Annotations and Dataset Improvements

Annotations revamp. The add flow is a single panel instead of a multi-step modal. The compare flow places two annotated traces (agent runs with human-added labels) side by side with annotation differences highlighted.

Sheet UI refinement. Cell navigation with arrow keys, keyboard shortcuts for common operations, and better scroll performance on datasets with thousands of rows.

Import saved prompts into datasets. Pull prompts from your saved prompt library directly into dataset rows, connecting your prompt library to your evaluation pipeline.

Column configure in compare view. Pick which columns show in experiment comparison views — focus on the metrics that matter for this comparison, not every column in the dataset.

Delete dataset.
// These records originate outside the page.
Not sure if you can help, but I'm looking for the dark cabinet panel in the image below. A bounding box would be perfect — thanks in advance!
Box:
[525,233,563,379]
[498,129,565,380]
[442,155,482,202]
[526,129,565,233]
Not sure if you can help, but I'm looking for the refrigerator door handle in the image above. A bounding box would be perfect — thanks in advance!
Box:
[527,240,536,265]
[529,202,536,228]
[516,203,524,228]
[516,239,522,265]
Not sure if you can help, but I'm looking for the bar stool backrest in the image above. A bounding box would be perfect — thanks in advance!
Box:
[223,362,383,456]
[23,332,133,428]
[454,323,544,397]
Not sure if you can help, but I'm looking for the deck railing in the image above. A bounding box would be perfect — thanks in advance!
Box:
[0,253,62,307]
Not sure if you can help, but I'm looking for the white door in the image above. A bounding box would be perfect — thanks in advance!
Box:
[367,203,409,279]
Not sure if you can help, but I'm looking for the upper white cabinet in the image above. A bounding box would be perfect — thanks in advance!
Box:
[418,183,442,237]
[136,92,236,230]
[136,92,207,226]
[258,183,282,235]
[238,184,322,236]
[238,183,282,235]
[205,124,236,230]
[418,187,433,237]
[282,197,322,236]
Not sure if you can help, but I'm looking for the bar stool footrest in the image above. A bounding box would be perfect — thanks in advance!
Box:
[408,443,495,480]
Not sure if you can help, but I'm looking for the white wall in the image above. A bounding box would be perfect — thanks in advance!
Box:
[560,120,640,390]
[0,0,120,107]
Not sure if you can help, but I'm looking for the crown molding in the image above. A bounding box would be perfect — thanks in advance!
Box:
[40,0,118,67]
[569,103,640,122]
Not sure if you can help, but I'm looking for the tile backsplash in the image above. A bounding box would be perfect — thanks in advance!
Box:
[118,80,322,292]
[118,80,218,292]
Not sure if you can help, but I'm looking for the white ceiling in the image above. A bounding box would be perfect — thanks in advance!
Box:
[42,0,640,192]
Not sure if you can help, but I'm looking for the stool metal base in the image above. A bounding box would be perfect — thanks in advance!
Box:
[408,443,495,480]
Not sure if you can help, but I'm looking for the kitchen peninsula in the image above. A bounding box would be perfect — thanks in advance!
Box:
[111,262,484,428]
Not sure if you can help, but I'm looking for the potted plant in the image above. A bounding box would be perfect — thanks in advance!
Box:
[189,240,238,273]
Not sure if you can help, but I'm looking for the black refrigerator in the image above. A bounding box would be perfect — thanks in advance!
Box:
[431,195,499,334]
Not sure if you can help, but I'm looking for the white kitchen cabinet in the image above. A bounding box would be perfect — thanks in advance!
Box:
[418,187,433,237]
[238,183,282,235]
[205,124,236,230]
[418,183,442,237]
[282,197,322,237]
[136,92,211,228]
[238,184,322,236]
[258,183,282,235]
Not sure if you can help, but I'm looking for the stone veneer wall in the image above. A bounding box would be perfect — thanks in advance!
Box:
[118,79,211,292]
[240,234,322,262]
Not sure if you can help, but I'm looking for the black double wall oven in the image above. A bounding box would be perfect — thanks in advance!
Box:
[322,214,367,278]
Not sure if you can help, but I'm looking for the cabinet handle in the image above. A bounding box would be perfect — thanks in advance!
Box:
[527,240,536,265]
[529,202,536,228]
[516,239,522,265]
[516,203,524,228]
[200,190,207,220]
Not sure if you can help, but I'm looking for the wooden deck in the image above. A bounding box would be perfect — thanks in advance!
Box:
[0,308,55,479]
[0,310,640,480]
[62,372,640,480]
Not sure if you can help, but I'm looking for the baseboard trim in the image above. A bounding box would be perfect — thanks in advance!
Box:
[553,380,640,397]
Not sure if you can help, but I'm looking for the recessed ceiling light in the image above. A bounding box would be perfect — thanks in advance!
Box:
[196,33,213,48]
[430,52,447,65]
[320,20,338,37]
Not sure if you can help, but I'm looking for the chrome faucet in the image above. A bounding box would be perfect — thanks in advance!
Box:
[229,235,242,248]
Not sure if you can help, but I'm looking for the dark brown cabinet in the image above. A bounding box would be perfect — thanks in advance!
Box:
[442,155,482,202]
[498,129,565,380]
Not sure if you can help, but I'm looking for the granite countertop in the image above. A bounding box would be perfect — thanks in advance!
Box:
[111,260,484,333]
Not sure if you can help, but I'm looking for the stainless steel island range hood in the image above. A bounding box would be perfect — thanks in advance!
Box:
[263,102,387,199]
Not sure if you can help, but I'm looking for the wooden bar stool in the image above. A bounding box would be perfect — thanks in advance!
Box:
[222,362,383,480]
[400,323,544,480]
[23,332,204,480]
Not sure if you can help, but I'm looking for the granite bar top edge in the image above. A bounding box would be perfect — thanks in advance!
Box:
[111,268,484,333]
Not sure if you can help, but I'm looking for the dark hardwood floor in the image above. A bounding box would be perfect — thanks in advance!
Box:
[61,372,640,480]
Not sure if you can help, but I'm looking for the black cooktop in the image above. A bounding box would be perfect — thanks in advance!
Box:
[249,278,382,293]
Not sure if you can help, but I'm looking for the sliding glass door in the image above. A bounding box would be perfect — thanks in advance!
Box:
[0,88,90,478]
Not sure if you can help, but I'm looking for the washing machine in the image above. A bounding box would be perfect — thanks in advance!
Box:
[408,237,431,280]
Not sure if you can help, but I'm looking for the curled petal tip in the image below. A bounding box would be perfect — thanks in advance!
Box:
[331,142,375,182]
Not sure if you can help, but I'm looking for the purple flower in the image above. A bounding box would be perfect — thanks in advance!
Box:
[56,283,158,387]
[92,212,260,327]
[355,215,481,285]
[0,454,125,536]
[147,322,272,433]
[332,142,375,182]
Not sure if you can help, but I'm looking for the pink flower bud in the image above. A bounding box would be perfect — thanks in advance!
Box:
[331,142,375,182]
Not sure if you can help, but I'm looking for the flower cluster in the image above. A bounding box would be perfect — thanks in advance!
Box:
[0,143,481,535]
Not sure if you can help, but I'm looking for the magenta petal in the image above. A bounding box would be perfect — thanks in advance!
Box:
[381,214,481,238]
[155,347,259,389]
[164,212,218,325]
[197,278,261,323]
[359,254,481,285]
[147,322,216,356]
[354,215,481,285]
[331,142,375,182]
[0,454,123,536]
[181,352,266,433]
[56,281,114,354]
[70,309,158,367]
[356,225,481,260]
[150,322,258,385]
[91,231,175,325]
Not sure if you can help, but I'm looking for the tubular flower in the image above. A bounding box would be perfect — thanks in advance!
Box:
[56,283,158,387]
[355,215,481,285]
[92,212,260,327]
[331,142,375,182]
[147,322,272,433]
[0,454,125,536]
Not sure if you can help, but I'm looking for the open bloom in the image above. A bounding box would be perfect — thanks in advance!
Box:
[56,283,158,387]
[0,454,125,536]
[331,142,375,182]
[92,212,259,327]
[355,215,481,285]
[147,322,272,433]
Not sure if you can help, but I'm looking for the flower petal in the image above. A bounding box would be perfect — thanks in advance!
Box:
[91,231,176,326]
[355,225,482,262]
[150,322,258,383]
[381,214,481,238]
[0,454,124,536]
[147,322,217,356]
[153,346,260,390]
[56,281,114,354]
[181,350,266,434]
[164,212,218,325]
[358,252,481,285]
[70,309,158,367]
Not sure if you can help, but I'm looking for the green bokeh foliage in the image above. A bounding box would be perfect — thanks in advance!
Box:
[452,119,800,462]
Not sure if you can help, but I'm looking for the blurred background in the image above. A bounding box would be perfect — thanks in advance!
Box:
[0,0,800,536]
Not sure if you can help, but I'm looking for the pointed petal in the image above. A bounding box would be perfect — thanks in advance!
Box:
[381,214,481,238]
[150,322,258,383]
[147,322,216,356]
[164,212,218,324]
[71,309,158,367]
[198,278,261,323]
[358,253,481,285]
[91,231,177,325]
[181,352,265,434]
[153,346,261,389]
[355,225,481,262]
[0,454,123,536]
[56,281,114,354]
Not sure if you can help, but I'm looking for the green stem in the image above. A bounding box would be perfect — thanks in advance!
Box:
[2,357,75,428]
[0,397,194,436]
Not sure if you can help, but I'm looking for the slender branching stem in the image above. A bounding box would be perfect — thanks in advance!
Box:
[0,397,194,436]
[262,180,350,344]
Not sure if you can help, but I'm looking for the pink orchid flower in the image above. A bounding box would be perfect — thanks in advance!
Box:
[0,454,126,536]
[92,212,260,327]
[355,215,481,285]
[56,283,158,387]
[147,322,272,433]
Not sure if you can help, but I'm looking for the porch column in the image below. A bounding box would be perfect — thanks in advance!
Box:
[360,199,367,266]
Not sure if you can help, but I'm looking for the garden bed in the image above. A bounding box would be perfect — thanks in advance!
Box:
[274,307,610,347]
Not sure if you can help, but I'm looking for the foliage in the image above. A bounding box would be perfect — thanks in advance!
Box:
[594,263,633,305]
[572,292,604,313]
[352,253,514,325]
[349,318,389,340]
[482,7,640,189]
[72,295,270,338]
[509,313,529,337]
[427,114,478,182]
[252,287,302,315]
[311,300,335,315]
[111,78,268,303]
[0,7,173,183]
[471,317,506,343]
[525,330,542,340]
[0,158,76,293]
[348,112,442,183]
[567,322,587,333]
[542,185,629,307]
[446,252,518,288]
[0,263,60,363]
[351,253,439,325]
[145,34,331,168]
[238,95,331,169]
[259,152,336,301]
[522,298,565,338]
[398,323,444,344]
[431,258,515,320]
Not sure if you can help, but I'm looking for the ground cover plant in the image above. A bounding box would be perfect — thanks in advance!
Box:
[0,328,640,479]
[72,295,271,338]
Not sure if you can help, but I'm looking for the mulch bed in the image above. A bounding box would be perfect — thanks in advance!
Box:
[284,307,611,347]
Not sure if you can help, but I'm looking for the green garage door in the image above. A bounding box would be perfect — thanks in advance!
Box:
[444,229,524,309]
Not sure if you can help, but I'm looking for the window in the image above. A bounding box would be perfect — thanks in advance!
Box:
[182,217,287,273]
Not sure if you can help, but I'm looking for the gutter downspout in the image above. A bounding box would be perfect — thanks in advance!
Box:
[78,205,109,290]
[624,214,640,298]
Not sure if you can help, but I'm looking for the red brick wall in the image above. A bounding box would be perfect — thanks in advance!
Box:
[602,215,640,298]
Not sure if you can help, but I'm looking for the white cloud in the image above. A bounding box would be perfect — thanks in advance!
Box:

Clean up old or unused datasets with a delete option and a confirmation safeguard.

SDK Releases

traceAI is the collection of client libraries that capture LLM calls, tool invocations, and agent runs from your application and ship them to Future AGI as traces (the end-to-end records of how your agent handled each request). Three packages shipped this cycle.

traceAI core v0.1.4 adds audio evaluation support, so you can run conversational completeness and related audio metrics directly from the SDK. It also adds prototype evaluation validation — a check that catches configuration errors before the evaluation executes.

traceAI OpenAI v0.1.3 extends the OpenAI instrumentor to cover audio generation and image generation models. Every API call is captured as a span (an individual step inside a trace) with input and output recorded.

traceAI LangChain v0.1.4 adds image extraction from multimodal chains and support for OpenAI’s Computer Use Agent (CUA) — browser-automation workflows where the agent interacts with a UI directly. Every agent action is traced with screenshots and DOM snapshots.